YouTube, AI, fake news, Black celebrities

As Fake News Videos Attacking Black Celebs On YouTube Increase, So Do Concerns

Black celebrities have become a popular target for AI-generated content on YouTube as it begins to crack down on the fake news videos.

A growing issue on YouTube has Black celebrities being attacked by false content conjured up by artificial intelligence (AI). The platform now hosts many videos that include manipulated media to curate fake headlines about notable Black public figures.

An investigation conducted by NBC News uncovered 12 accounts that have posted videos utilizing falsified information to garner views. While some they uncovered were merely to bait viewers to watch the content that depicts something different, others spewed defamatory statements off baseless and manipulated claims. The danger not only lies in the validity, but also the numbers of eyes watching them. Many videos attract millions of views.

The scheme is also lucrative. YouTube’s monetization policies allow for these fake news videos to accumulate a profit.

YouTube released a statement to NBC denouncing the act while also ensuring there are proper guidelines to stop such tactics.

“YouTube’s Community Guidelines set the rules of the road for what is and is not allowed on our platform, including content that contains targeted harassment or unwanted sexualization,” the statement said. 

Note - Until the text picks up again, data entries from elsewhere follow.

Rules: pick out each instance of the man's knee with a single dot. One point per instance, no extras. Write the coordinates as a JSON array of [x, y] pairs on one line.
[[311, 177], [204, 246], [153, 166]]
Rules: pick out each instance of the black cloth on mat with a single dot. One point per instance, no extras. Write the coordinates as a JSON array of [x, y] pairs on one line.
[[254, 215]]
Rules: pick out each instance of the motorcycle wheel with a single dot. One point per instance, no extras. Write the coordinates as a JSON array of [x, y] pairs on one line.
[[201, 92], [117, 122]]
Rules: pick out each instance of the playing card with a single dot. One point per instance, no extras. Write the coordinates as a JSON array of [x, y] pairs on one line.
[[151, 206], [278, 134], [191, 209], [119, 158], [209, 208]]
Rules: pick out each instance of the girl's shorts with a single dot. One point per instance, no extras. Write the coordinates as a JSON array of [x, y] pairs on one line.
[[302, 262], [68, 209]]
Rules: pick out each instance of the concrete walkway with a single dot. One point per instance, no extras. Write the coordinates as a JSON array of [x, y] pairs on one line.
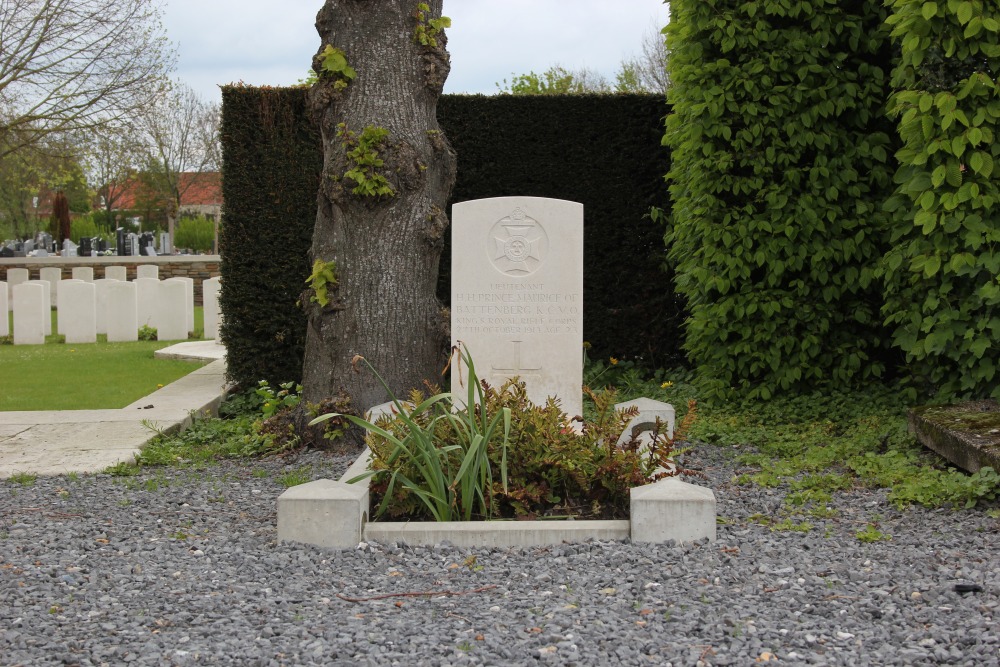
[[59, 442]]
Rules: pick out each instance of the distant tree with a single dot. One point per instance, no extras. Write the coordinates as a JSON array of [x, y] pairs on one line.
[[35, 171], [112, 159], [646, 73], [182, 135], [70, 66]]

However, AI-generated news content remains an issue, with celebrities having to release their own statements denying advertisements using deep-fakes of their voices or their participation in questionable activities. For example, videos swirled rumors of Bishop T.D. Jakes’ involvement in Diddy’s alleged sexual parties, which the mega-pastor addressed and condemned during a sermon, as reported back in December by Complex.

While YouTube has stated it is working to label these videos as synthetic media, the update has yet to be featured. However, its inclusion is becoming a growing necessity, with viewers often being unable to distinguish the truth, to the detriment of many Black celebrities.

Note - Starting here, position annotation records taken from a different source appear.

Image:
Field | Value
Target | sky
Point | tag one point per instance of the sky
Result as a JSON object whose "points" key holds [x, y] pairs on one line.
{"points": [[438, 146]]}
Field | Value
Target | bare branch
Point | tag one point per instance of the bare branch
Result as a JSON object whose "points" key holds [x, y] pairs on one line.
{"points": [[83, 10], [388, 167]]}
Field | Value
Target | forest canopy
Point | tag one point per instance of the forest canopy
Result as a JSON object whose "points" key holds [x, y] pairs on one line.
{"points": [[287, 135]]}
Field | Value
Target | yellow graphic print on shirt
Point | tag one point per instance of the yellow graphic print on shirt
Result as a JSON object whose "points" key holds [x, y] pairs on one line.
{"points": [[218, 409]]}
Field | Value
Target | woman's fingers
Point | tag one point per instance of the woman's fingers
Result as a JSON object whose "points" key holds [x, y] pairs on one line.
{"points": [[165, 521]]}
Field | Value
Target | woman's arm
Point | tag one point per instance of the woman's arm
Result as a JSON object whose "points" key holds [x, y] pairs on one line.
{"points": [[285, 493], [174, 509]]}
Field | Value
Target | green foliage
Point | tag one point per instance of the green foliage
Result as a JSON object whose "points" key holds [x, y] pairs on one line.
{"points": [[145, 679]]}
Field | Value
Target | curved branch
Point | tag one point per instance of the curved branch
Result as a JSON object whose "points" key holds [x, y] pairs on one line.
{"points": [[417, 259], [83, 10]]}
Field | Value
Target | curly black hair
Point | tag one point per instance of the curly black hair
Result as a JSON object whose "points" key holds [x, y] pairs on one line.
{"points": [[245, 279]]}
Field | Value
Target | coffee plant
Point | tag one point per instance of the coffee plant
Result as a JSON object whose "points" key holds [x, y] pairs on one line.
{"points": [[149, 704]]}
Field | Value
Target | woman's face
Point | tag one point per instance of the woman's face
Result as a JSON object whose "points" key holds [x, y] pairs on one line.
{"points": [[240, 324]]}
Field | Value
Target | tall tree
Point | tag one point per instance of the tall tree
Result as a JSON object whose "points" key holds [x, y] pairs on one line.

“We’ve seen these pages that pop up on YouTube or TikTok, and they will have an AI-generated picture of Rihanna crying over A$AP [Rocky] going to jail, and it’s completely fake,” shared Angelica Nwandu, founder and CEO of Black news source The Shade Room. “Our audience will DM and say, ‘Why aren’t you posting this news?’ ‘Why aren’t you covering this story?’ Because they believe these pages.”

This trend toward targeting Black celebrities through manipulated video is degrading an already tumultuous relationship the Black community has with news media. And, given that 2024 is an election year, the rise of fake content spreading misinformation is not only harmful to Black Hollywood, but, inevitably, to Black voters.